JAKARTA - Le chef de la division de l’information de l’armée de l’air, le brigadier général de l’armée de l’air Donny Pramono, a insisté sur le fait que l’implication de l’armée de l’air dans la gestion des actions de bandits était une partie de l’opération militaire autre que la guerre (OMSP) légitime en vertu des dispositions législatives.

Donny Pramono a déclaré que cette participation était réalisée par le mécanisme d’aide à la police en vertu de la loi n° 3 de 2002 sur la défense nationale et de la loi n° 34 de 2004 sur la TNI.

« L’aide est mise en œuvre conformément aux dispositions de la loi dans les missions militaires autres que la guerre et sur demande officielle de la police », a déclaré Donny, rapporté par ANTARA, vendredi 29 mai.

Il a insisté sur le fait que l’implication de la TNI ne couvrait pas le pouvoir d’application de la loi car cela restait le pouvoir de la police nationale de la République d’Indonésie.

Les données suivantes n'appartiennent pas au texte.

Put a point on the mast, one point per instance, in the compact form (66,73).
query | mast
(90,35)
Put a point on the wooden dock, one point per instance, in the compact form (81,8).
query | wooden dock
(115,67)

Donny a expliqué que l’armée n’a été qu’une aide à la police par le biais d’activités de securité telles que des patrouilles communes et une éducation humaniste à la population concernant la prévention des crimes de rue.

Il a déclaré que l’AD TNI continuerait à renforcer la collaboration avec la police pour maintenir la securité et l’ordre public.

Auparavant, le chef du Centre d’information de l’OTAN, le brigadier général de l’OTAN Muhammad Nas, a dit que le commandant de l’OTAN, le général de l’OTAN Agus Subiyanto, avait donné son accord aux soldats de l’OTAN pour aider à la gestion de l’agression de la police dans le cadre du soutien à la police.

« Il n’y a pas d’instructions spéciales du chef de l’OTAN pour l’operation de lutte contre les bégal, mais il approuve ou autorise les rangs de l’OTAN à le faire avec le principe de la presence des soldats sur le terrain qui fait partie de l’effort pour aider la police », a déclaré Nas.

Nas a affirmé que la TNI ne serait pas directement impliquée dans l'arrestation, la répression juridique et le processus d'examen des auteurs.

La présence de la TNI, a-t-il poursuivi, n’est qu’une aide à la police pour s’assurer que la population est protégée contre les actes de brigandage.